Plotholder Julia Goodall shares some suggestions on how you can save money and be kind to the environment:

  • Save large cardboard packaging to cover bare ground and suppress weeds.
  • Use small plastic bottles for cane tops to prevent netting getting snagged, and canes poking your eyes.
  • Plastic bottles or metal cans on a cane that rattle in the wind can make a bird deterrent.
  • Use old CDs hung on string as a bird deterrent.
  • Save your best garlic crop to replant the cloves the next year, provided they are disease-free. They are the ones that do best in your soil.
  • Use an old gazebo frame to make a fruit cage.
  • Cut up clean yoghurt pots to make plant labels.
  • Make a slug trap. Sink a yoghurt pot with about 2cm above the ground and fill it with beer. Use good beer!
  • Put used coffee grounds around tender plants to deter slugs. They also make good compost.
  • Cut the bottom off large plastic bottles and turn them upside down next to the roots of courgettes, marrows and tomatoes as you plant them. Water into the bottles to ensure that is gets straight to the roots.
  • Cut the bottom from a large plastic bottle to make a mini cloche.
  • Use pallets to make a compost bin; line it with plastic (e.g. empty compost bags) to keep everything inside.

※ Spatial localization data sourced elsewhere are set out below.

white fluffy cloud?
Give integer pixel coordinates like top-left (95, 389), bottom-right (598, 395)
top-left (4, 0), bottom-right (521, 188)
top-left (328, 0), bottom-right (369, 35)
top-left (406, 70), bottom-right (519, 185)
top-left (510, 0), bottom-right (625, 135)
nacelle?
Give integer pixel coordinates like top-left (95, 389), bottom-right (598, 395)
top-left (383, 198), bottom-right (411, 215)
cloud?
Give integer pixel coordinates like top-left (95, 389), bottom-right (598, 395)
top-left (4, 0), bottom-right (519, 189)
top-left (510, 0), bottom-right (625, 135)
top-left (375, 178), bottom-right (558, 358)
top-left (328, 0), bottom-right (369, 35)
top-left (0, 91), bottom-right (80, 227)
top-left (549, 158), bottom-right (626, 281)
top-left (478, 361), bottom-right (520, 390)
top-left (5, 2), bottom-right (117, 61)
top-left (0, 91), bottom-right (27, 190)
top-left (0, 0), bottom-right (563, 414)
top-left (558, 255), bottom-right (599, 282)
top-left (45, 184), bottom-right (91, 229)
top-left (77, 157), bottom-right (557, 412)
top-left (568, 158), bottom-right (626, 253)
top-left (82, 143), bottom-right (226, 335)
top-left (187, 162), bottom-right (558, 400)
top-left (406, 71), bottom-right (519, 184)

  • Use toilet roll inners to germinate large seeds, such as legumes. Plant the whole cardboard ‘pot’ below soil level, to avoid it drying out.
  • Bake eggshells to make them much more of a slug deterrent. Put them in a tin in the bottom of your oven while you cook other things, then crunch them up and put them round your tender plants.
  • Store onions in old tights, with a knot between each one. Cut them off from the bottom as needed.
  • Save thin polystyrene, such as takeaway pizza bases and shaped fruit packaging, to break up and put in the bottom of flower pots to aid drainage.
  • Save plastic tomato and grape supermarket containers. Use one as a seed tray, and another as a cloche top.